By performing the pretreatment described above in the method for producing a magnetic powder of the present disclosure, the amorphous component is removed before the precursor of the magnetic powder is formed, and the impurities are removed after the precursor of the magnetic powder is formed. It is considered that the formation of undesired fine particles due to the amorphous component was suppressed as compared with the method of performing the treatment.

Claims (5)

It contains at least one epsilon-type iron oxide-based compound selected from the group consisting of ε-Fe ₂ O ₃ and a compound represented by the following formula (1).
It is a magnetic powder with an average particle diameter of 8 nm to 25 nm.
The content of the magnetic powder having a particle diameter of 7.5 nm or less with respect to the total magnetic powder is 5% by number or less.
The following equation (2nd-order differentiation of the magnetization M obtained from the magnetic field-magnetization curve obtained by measuring at a maximum applied magnetic field of 359 kA / m, a temperature of 296 K, and a magnetic field sweep speed of 1.994 kA / m / s with the applied magnetic field H ( When the magnetic field where the value of I) becomes zero is Hc'and the value of the magnetic field where the magnetization becomes zero in the magnetic field-magnetization curve is Hc, the value of Hc with respect to Hc'is 0.6 or more and 1.0 or less. A magnetic powder whose Hc satisfies the following formula (III).
d ² M / dH ² equation (I)
269 kA / m ≤ Hc ≤ 310 kA / m Equation (III)
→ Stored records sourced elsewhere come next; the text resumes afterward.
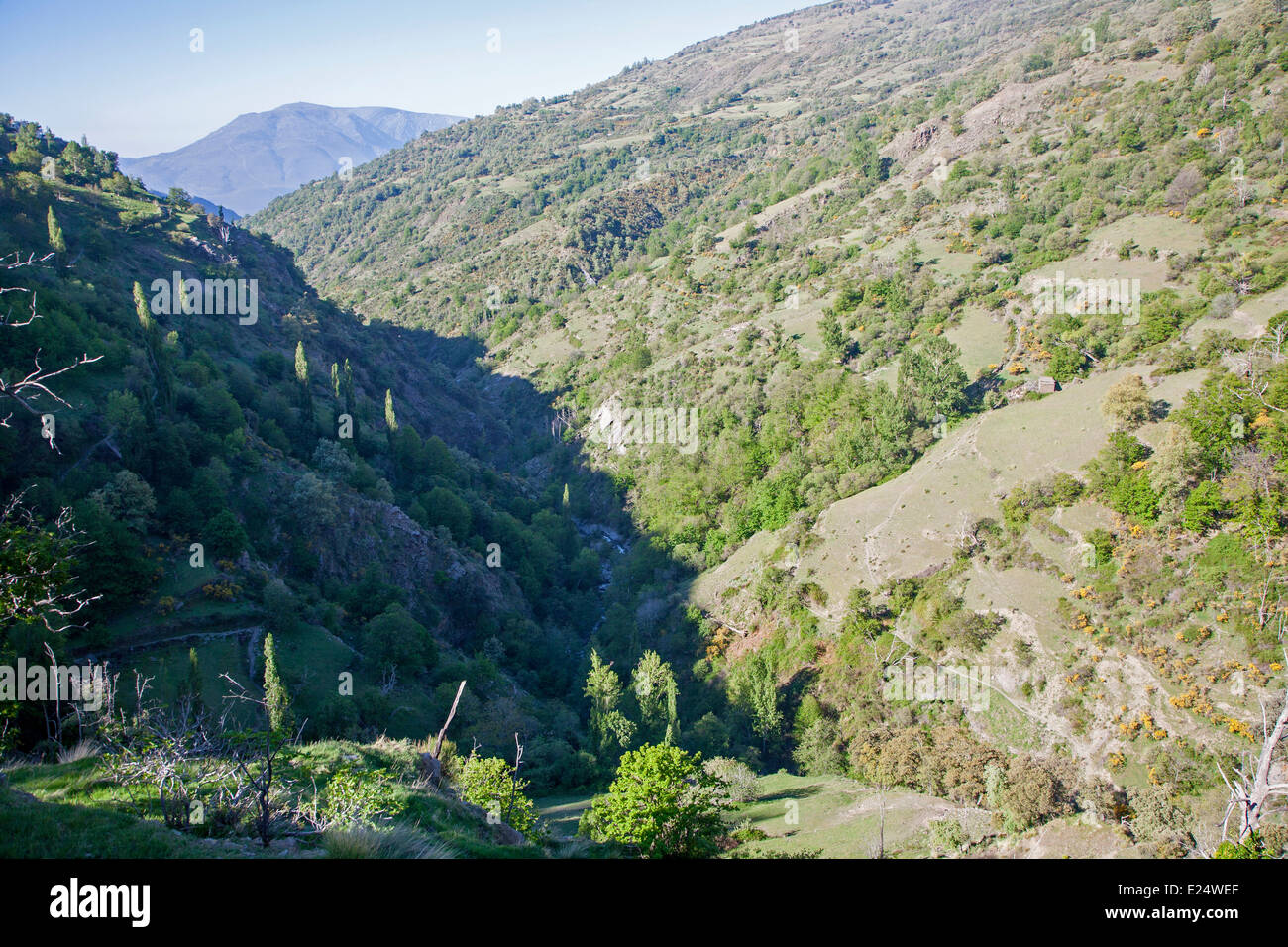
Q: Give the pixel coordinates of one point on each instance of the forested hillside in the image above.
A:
(887, 401)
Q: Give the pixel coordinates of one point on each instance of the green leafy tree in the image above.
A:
(395, 639)
(609, 729)
(656, 693)
(833, 337)
(224, 535)
(1127, 405)
(662, 804)
(390, 418)
(755, 688)
(277, 701)
(934, 377)
(56, 241)
(493, 785)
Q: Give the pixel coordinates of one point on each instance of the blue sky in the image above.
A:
(124, 72)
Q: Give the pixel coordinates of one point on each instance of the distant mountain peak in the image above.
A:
(259, 157)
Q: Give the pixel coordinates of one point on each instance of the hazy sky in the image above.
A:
(125, 75)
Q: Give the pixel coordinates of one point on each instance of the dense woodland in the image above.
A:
(768, 245)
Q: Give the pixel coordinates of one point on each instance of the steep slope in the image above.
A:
(366, 493)
(262, 155)
(827, 235)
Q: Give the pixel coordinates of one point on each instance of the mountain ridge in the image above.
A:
(258, 157)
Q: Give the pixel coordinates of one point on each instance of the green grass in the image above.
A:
(77, 812)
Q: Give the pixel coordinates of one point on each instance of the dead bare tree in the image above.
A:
(35, 569)
(27, 390)
(1252, 789)
(254, 762)
(178, 757)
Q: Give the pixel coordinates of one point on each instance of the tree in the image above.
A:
(191, 686)
(934, 377)
(609, 728)
(37, 569)
(390, 418)
(56, 241)
(224, 535)
(755, 688)
(662, 804)
(1175, 466)
(656, 692)
(833, 337)
(395, 639)
(275, 699)
(493, 785)
(1252, 787)
(1127, 405)
(301, 365)
(27, 390)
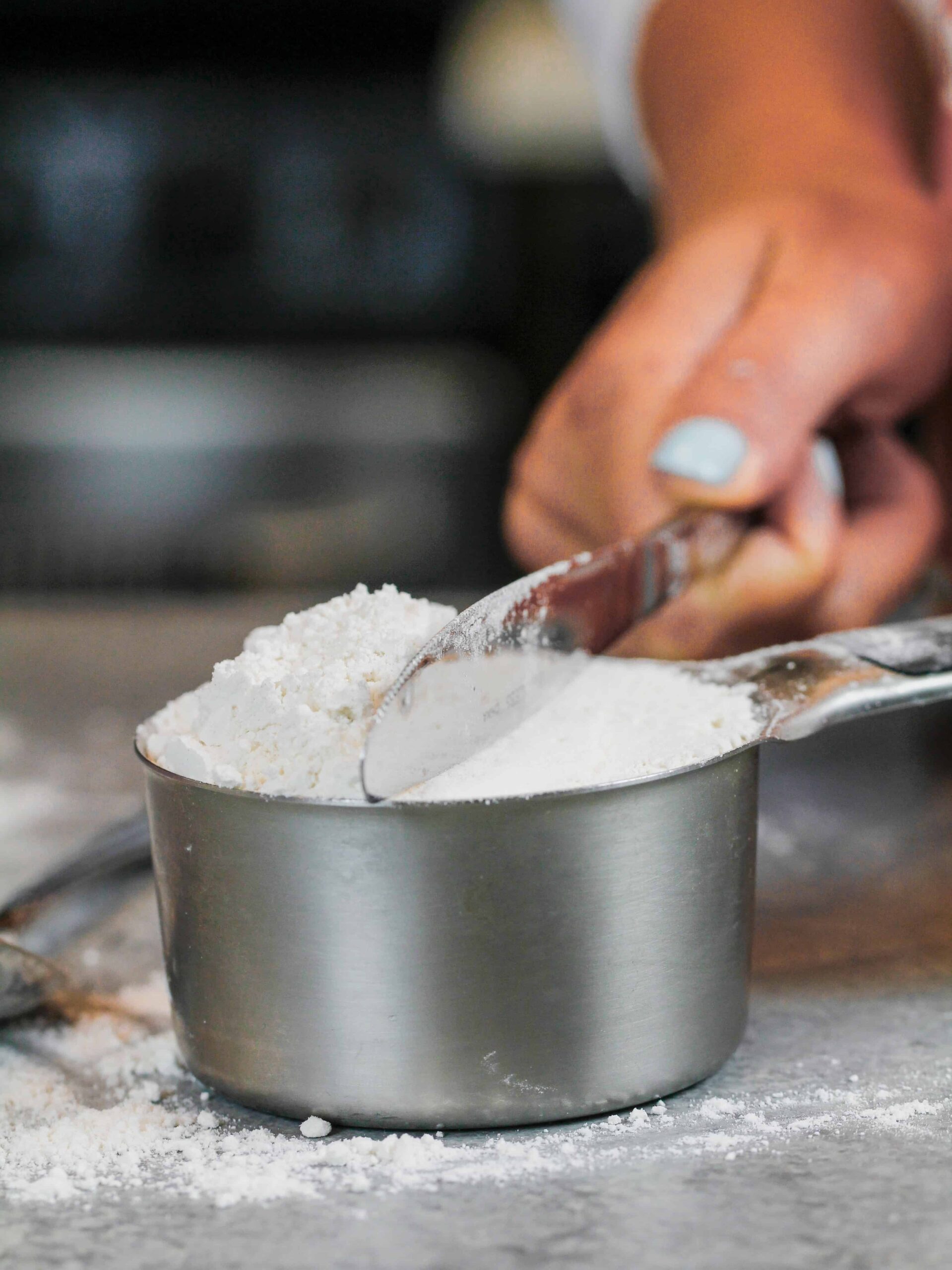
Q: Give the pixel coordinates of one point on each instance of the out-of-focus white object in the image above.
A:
(610, 31)
(517, 94)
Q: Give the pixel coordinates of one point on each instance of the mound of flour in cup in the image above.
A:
(291, 713)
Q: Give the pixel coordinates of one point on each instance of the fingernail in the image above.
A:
(702, 448)
(828, 468)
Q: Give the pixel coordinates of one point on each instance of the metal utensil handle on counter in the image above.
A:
(503, 657)
(28, 980)
(809, 686)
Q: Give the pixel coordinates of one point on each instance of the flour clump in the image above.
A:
(291, 713)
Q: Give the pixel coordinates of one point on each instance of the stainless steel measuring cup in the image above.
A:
(488, 964)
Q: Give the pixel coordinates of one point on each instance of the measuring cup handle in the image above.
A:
(807, 688)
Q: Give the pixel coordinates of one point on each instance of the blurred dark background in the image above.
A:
(280, 285)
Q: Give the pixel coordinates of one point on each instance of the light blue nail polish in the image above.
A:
(828, 468)
(702, 448)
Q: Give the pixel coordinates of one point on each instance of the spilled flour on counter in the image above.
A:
(291, 713)
(102, 1105)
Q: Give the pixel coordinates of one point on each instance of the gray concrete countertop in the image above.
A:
(830, 1142)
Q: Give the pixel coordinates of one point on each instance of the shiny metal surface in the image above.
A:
(466, 965)
(809, 686)
(505, 657)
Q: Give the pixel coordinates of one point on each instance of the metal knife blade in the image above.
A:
(506, 656)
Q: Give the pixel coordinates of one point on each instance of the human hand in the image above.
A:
(762, 327)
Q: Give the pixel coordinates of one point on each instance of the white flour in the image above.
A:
(290, 715)
(617, 720)
(103, 1105)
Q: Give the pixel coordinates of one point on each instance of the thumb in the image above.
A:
(742, 426)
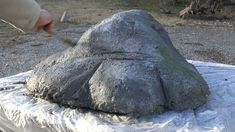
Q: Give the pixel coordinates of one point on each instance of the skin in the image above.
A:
(45, 22)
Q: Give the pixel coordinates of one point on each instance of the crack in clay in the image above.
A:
(124, 65)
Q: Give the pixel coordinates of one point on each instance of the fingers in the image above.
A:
(49, 27)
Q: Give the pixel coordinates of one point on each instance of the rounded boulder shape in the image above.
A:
(124, 65)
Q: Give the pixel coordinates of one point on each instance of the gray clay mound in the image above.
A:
(126, 65)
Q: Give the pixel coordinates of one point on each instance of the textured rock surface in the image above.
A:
(126, 65)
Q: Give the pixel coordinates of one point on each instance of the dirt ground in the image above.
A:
(212, 41)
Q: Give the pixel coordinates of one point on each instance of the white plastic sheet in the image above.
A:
(20, 112)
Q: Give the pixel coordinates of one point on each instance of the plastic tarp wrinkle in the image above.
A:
(22, 113)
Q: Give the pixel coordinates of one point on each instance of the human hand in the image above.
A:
(45, 22)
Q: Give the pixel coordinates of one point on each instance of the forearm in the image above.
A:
(21, 13)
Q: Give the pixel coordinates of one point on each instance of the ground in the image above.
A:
(212, 41)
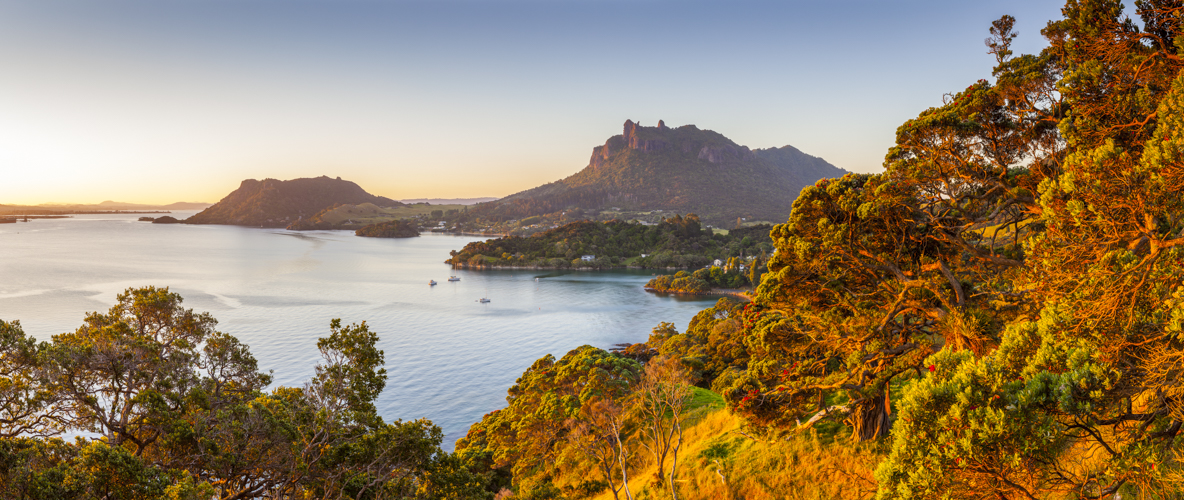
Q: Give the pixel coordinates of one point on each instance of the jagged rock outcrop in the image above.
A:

In the formula (1), A represents at least one metal element other than Fe, and a satisfies 0 <a <2. The magnetic powder according to claim 1, wherein the compound represented by the formula (1) is a compound represented by the following formula (1-2).

In formula (1-2), A ¹ represents at least one trivalent metal element selected from the group consisting of Ga, Al, In, and Rh, and A ² is derived from Mn, Co, Ni, and Zn. Represents at least one divalent metal element selected from the group consisting of, and A3 represents at ^least one tetravalent metal element selected from the group consisting of Ti and Sn. x satisfies 0 <x <1, y satisfies 0 <y <1, z satisfies 0 <z <1, and x + y + z <2. The content of at least one iron oxide-based compound selected from α-Fe ₂ O ₃ and γ-Fe ₂ O ₃ is from the group consisting of ε-Fe ₂ O ₃ and the compound represented by the above formula (1). The magnetic powder according to claim 1 or claim 2, wherein the content of at least one selected epsilon-type iron oxide-based compound is 20 parts by mass or less with respect to 100 parts by mass. The magnetic powder according to any one of claims 1 to 3, wherein the content of the magnetic powder having a particle diameter of 7.5 nm or less with respect to the total magnetic powder is 4 % by number or less. A magnetic recording medium having a non-magnetic support and a magnetic layer containing the magnetic powder according to any one of claims 1 to 4 on the non-magnetic support.